FOR MORE THAN 3 billion years, life on Earth was governed by the cyclical light of sun, moon and stars. Then along came electric light, turning night into day at the flick of a switch. Our bodies and brains may not have been ready.

A fast-growing body of research has linked artificial light exposure to disruptions in circadian rhythms, the light-triggered releases of hormones that regulate bodily function. Circadian disruption has in turn been linked to a host of health problems, from cancer to diabetes, obesity and depression. “Everything changed with electricity. Now we can have bright light in the middle of night. And that changes our circadian physiology almost immediately,” says Richard Stevens, a cancer epidemiologist at the University of Connecticut. “What we don’t know, and what so many people are interested in, are the effects of having that light chronically.”

Screens May Be Terrible for You, and Now We Know Why – Brandon Keim, Wired (18 March 2015)

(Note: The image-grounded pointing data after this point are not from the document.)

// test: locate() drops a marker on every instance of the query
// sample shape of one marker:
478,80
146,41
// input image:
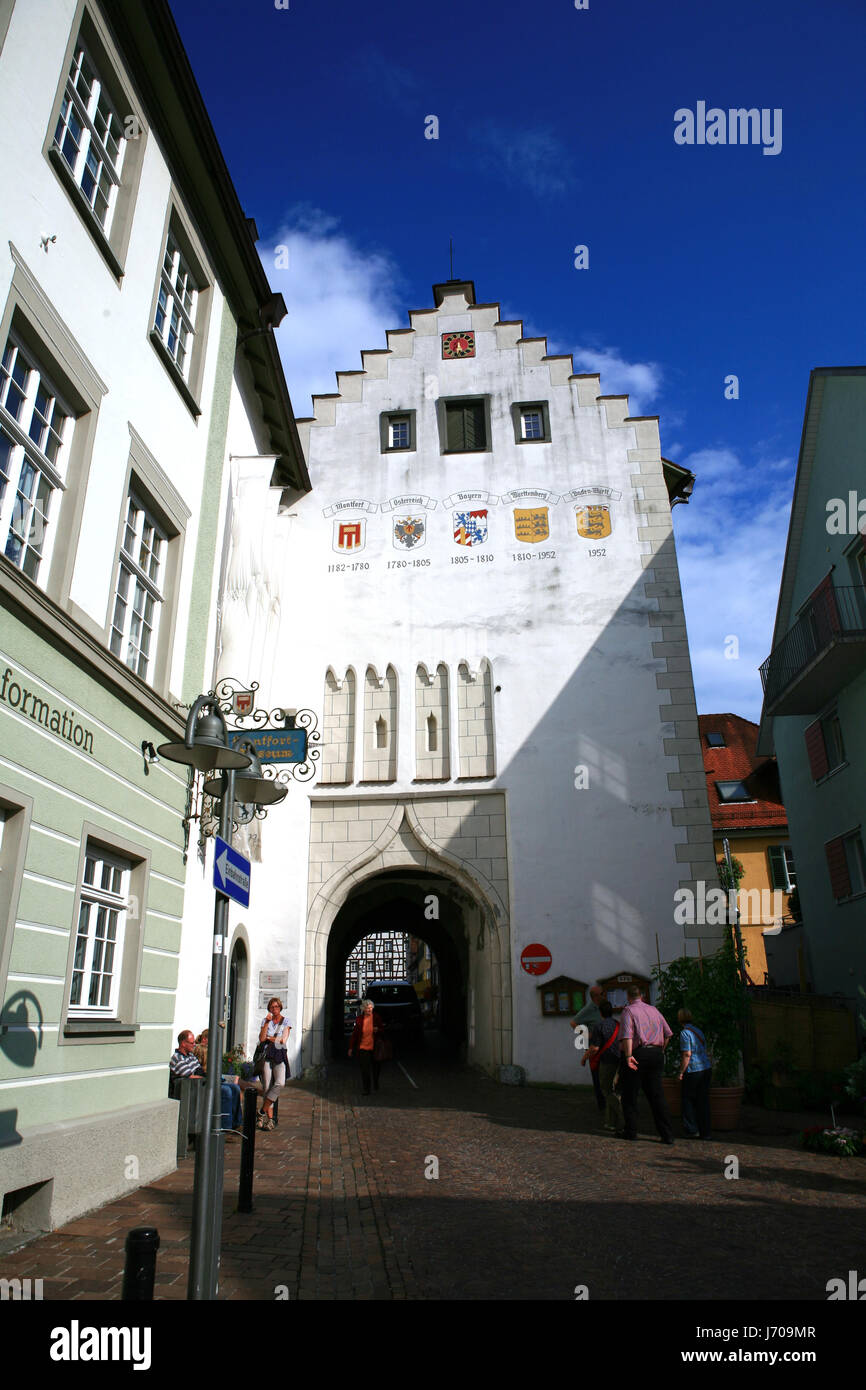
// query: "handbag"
594,1061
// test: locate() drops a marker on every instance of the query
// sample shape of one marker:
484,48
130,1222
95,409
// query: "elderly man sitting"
184,1062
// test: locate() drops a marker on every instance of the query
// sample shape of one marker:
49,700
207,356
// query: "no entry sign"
535,959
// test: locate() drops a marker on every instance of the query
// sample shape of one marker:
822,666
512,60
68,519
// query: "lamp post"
205,748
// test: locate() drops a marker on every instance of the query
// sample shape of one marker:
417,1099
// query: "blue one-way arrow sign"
231,873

Read the full piece – on your screen.

Don’t ask for permission

There’s the old idea in writing and possibly most of all in journalism: don’t ask for permission first, just do it and apologise afterwards if you’re caught. But there is another thing you can do that avoids the pitfall of permission and the way that abdicates your responsibility to whoever said yes. There is another thing that takes this lack of permission and produces productive results:

Instead of higher-ups making decisions, often far removed from the real problems that team members face, you give the decision making power to those that are closest to the problem.

24 People, No Managers: Our New Experiment in Getting Work Done at Buffer – Leo Widrich, Buffer (6 October 2014)

I’m not sure that gives you the whole picture. But then the full piece goes into a lot more detail than I think you need. So here’s the halfway skinny: don’t ask for permission but do ask for advice.

Buffer is a technology company and author Widrich details how they go about making decisions on the way from idea to product. It’s rather empowering: have a read.

Also a hat nod to 99U for their take on this.